Shadow both and then decide
I don't think anyone would do dentistry or medicine if you didn't pay them ;)
 

Instatewaiter

But... there's a troponin
Account on Hold
15+ Year Member
Joined
Apr 28, 2006
Messages
6,133
Reaction score
2,363
It has always been my dream to get into medical field until someone suggested dentistry instead. Now I'm reconsidering it and honestly I think I'm falling more towards on dental right now but I'm not so sure if that's truly my passion. I know both fields are very different and require a lot of work and to be honest, I don't know if I could even handle the amount of work, stress, and pressure. The lifestyle of a dentist seems little more relaxed but again, I don't know if that's my passion or I'm just thinking about it for the lifestyle.. I constantly have doubts on myself. Also, I would hate to regret my decision in the future. (That's my biggest fear) I'm still young so I still have time but not a lot. There are programs related to those fields at my school and I need help on deciding.

First question, What are the pros and cons of each of those fields? (life style, satisfaction, process, etc)

Second, What is the process of becoming a dentist? (How long, difficulty, dental school, which major to take etc.) I've researched a bit on medical so I know the general steps of becoming a doctor but I'm not so sure about dental.

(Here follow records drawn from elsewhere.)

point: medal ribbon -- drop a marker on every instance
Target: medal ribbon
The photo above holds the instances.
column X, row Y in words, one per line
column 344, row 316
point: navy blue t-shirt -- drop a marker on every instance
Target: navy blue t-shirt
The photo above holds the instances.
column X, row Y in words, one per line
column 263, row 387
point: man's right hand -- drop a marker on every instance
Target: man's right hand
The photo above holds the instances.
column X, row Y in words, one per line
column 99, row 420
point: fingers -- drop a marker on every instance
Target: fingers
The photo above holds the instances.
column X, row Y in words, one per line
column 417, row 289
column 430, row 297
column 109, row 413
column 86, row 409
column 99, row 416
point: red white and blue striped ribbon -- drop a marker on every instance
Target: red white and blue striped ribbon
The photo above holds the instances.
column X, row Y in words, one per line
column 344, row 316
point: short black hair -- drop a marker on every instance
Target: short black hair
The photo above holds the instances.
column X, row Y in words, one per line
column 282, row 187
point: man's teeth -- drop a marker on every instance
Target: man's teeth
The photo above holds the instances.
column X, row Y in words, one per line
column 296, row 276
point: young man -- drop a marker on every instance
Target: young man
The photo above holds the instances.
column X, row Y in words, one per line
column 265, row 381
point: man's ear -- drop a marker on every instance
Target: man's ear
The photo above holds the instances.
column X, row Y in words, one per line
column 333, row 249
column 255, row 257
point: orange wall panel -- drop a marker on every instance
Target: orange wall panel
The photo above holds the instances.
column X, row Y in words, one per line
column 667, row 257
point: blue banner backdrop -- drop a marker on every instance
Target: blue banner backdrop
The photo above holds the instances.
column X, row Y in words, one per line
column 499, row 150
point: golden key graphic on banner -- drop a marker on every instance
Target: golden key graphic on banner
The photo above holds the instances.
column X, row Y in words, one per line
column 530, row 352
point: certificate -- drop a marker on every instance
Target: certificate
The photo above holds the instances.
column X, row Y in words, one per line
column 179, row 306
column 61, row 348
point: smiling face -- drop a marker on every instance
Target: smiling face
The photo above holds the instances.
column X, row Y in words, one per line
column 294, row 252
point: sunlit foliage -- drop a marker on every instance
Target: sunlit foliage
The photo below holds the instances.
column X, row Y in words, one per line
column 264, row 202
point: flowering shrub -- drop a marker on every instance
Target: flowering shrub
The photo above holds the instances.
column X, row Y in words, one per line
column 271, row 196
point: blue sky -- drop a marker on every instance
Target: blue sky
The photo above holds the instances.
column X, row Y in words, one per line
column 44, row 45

Lastly, Is DAT similar to MCAT? How are the both tests?


Thanks in advance.


Medicine Pros
Can deal with more than just teeth
More respect
Better pay (unless you choose peds or primary care as an MD or OMF/orthodontics as a DMD, then it is likely a wash)
Don't feel like a fraud if you call yourself doctor (have you seen the hangover?)
More variety and more options in what you can do with the degree including the various specialties and the non-medicine related industry jobs

Medicine cons

Likely longer hours working
Longer to start work
Higher likelihood of malpractice (although dentists still are sued)

Dentistry Pros
Make pretty good money
Can do some surgical procedures with the right fellowship
Shorter hours- 35-38 hours per week (doctors average 45-50 hours)

Dentistry Cons
Only really dealing with the teeth +/- face- which could be cool if that is your thing
Not as much prestige or pay
The nagging feeling that you could have done more with your life
Dealing with nasty broken teeth and poor dentition - bad teeth are just gross
People Dread going to dentists
 

Dr-Mo

New Member
Joined
Nov 23, 2014
Messages
3
Reaction score
13
You know the passion thing is probably something you'll develop and not so much find. If you really immerse yourself in something then you'll be passionate about it. It sounds like you probably could carve your niche in either of those fields.

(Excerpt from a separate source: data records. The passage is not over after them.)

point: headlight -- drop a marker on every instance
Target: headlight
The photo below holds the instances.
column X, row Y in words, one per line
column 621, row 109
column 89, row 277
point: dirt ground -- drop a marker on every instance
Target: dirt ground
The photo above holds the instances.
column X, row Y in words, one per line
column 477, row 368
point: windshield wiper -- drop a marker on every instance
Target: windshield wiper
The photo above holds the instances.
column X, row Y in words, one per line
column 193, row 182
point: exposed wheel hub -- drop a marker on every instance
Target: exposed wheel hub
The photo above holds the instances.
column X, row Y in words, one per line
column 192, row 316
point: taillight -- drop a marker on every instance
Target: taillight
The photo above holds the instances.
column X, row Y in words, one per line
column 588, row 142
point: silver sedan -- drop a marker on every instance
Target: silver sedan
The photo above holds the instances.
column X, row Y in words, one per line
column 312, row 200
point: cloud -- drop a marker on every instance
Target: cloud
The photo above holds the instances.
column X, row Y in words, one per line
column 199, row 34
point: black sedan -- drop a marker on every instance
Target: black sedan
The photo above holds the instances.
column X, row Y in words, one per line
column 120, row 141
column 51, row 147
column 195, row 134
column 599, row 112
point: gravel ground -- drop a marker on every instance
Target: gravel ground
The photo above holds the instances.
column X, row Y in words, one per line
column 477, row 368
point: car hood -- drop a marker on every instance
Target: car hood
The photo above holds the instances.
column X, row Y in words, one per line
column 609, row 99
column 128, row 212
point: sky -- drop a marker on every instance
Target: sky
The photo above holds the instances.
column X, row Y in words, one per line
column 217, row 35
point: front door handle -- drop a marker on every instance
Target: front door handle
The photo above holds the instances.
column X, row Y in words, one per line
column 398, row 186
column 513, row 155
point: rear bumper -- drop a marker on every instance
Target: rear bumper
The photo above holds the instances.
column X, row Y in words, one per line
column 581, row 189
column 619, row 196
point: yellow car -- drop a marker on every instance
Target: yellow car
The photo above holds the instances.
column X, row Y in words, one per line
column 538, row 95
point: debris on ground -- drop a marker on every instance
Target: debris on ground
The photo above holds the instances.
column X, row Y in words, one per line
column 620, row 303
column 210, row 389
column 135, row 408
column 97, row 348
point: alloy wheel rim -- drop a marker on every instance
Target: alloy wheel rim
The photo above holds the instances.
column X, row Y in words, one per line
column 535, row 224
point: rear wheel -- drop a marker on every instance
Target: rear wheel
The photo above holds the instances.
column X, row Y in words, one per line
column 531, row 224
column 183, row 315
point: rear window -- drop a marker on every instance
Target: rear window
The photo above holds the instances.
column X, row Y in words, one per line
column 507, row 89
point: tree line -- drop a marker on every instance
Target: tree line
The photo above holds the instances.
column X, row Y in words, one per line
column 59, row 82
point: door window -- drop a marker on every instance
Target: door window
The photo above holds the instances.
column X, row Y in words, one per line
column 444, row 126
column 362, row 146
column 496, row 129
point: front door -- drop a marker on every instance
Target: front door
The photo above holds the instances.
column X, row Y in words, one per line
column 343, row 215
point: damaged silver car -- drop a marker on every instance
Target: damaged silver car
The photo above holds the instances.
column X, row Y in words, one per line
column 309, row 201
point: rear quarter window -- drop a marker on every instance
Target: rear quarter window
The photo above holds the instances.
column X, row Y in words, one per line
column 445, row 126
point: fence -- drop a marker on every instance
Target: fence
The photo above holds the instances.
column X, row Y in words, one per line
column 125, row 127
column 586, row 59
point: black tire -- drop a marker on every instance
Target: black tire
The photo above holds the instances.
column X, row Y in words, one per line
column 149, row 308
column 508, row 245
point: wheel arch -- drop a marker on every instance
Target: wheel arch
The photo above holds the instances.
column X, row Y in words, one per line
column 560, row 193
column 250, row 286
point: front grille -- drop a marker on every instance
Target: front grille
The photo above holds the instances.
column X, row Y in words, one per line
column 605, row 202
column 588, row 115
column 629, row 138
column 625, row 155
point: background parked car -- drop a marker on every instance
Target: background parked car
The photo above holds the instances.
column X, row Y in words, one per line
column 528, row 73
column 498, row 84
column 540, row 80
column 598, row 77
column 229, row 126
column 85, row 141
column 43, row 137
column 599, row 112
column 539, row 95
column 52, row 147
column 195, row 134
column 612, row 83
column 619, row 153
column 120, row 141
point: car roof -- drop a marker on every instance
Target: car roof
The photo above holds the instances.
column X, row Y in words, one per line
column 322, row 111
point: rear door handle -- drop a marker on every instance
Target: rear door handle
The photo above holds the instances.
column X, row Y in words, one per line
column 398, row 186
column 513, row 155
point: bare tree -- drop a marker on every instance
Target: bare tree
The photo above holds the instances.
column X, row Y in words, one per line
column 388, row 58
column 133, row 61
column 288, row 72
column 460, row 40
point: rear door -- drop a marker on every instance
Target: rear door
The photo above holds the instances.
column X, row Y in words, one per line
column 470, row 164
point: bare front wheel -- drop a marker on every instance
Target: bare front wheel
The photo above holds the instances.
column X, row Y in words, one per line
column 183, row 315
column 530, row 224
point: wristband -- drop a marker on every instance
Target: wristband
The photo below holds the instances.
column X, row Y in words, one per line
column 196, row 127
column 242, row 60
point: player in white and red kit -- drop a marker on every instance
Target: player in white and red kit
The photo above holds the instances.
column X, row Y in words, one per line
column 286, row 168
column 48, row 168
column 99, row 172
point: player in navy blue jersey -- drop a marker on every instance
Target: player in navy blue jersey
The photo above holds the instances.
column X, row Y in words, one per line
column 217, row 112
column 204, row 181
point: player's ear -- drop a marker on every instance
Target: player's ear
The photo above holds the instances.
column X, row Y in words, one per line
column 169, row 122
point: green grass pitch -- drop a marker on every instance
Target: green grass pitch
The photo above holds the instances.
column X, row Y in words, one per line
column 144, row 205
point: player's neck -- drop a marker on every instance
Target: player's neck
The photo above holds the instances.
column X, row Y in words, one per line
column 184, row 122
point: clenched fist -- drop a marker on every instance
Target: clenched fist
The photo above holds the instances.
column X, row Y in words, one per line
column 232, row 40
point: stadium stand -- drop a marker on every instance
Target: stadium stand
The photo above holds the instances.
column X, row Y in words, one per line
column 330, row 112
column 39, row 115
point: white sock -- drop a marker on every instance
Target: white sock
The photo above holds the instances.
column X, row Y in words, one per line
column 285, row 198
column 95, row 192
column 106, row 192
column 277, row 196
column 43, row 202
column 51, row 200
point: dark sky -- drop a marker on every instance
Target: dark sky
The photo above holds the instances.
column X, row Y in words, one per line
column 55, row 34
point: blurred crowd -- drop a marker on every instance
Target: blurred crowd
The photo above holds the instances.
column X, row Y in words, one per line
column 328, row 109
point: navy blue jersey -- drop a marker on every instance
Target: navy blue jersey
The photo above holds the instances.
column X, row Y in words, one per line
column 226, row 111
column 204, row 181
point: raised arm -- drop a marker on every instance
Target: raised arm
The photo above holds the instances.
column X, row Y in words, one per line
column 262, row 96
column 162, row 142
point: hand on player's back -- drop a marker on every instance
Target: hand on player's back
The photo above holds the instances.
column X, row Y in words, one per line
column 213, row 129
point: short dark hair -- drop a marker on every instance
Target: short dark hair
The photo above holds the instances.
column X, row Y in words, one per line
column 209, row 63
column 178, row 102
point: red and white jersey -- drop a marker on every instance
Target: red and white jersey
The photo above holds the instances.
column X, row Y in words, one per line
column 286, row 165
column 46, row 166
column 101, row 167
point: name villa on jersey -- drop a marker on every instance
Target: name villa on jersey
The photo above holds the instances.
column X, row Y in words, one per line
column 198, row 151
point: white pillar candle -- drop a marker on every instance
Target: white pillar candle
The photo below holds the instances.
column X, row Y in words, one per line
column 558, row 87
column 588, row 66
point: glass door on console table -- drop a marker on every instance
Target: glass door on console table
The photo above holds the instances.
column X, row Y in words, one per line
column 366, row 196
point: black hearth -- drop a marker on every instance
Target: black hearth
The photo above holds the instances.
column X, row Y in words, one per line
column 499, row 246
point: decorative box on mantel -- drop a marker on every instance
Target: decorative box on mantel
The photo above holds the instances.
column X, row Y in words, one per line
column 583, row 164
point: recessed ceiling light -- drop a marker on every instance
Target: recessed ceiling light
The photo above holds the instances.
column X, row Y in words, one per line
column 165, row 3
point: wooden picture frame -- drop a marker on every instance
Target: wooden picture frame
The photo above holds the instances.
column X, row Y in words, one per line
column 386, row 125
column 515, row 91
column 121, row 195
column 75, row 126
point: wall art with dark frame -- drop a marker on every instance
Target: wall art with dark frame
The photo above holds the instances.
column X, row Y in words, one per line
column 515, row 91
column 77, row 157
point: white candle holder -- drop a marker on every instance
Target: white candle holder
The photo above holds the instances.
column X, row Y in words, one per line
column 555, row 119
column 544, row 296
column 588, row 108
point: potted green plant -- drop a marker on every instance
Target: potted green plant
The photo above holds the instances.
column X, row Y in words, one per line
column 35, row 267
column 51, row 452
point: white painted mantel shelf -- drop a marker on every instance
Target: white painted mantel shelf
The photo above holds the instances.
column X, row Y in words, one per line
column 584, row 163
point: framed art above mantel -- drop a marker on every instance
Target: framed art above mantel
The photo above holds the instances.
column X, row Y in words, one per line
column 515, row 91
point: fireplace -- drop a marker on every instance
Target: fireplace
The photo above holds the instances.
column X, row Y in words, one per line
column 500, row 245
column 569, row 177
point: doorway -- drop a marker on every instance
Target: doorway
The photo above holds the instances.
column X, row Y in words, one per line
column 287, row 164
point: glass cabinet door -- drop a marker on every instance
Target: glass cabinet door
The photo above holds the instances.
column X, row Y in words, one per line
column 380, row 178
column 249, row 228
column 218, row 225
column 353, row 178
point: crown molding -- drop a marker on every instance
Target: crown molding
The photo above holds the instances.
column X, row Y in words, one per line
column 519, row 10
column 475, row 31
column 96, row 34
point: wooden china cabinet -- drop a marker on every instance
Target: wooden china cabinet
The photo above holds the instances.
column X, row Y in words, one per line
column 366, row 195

I stumbled into family medicine after not getting into emergency medicine, and I practice mostly urgent care and love it. Med school was tough but not any tougher than the dental school at UCLA from what my dental school friends would tell me.

My partner ended up doing dentistry and an anesthesia residency so she does in-office anesthesia of pediatric patients for oral surgeries. So what I'm saying that both fields can have great little niches.

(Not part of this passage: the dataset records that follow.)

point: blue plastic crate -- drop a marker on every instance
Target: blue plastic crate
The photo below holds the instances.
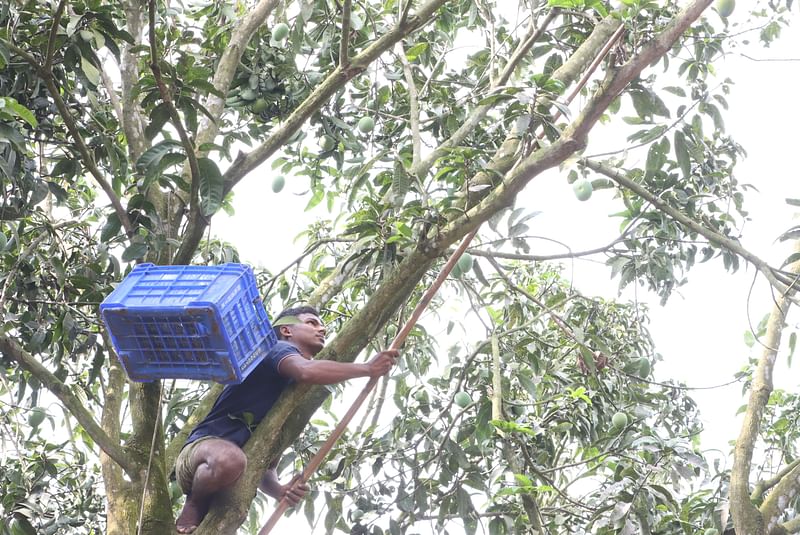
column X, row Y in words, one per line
column 188, row 322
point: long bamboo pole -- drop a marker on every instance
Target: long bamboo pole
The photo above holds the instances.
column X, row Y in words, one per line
column 314, row 463
column 283, row 505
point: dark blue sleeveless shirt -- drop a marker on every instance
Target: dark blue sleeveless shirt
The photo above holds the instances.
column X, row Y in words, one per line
column 240, row 408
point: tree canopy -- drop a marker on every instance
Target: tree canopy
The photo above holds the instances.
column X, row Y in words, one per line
column 125, row 126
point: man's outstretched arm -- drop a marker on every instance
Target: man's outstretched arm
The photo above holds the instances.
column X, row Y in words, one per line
column 326, row 372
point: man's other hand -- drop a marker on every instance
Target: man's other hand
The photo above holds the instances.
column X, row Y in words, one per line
column 294, row 491
column 381, row 363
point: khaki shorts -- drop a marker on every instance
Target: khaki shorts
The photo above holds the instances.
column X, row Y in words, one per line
column 184, row 467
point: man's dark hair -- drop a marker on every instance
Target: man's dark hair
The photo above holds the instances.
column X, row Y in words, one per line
column 292, row 312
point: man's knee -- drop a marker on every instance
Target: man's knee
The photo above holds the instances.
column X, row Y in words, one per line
column 225, row 461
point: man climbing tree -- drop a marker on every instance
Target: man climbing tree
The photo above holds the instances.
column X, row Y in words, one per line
column 126, row 126
column 212, row 459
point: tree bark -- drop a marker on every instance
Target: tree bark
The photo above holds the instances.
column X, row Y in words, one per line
column 747, row 517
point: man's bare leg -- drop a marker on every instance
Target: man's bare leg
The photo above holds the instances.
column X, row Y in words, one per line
column 218, row 464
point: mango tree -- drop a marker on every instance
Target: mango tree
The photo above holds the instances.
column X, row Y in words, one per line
column 127, row 125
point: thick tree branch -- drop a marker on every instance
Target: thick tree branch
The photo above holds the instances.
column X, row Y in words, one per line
column 132, row 120
column 200, row 411
column 12, row 350
column 620, row 78
column 764, row 485
column 246, row 163
column 335, row 80
column 779, row 501
column 113, row 392
column 747, row 518
column 479, row 113
column 711, row 235
column 291, row 413
column 88, row 160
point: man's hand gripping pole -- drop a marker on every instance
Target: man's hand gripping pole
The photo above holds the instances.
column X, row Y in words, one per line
column 314, row 463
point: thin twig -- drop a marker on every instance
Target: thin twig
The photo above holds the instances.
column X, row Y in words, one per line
column 344, row 41
column 187, row 143
column 51, row 41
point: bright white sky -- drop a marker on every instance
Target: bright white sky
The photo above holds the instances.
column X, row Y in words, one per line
column 700, row 332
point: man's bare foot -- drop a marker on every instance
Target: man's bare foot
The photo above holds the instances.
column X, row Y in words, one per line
column 191, row 516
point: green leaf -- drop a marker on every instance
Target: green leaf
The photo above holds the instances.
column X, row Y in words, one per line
column 111, row 228
column 134, row 251
column 152, row 156
column 319, row 194
column 18, row 110
column 794, row 257
column 158, row 118
column 682, row 154
column 212, row 186
column 91, row 72
column 5, row 56
column 414, row 52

As for prestige, I think you'll get over that after you've made one big mistake, gotten a lawsuit or killed a few patients due to error. Don't aim for the prestige, you'll regret it.

Income, I earned $430k working 55 hours a week in 2014 at Kaiser Permanente, a large HMO, and I loved, loved, loved the work I did. My buddy has 1 very large dental office in LA and he is probably taking home that much and works most mornings and has many associates. But, his stress level is perhaps higher because he is running his own business.

MCTA and DAT are standardized tests, they are both gonna take a lot of practice exams to do well on. I couldn't help you there, I suck at standardized tests and though medical school was emotionally really hard, it wasn't technically difficult and residency in medicine was cake. I went to UCLA for both.

Sometimes when a decision between 2 choices is really hard to make it's probably because they both can be great options. You're a smart person, you're here asking the right questions, I think you gonna be fine.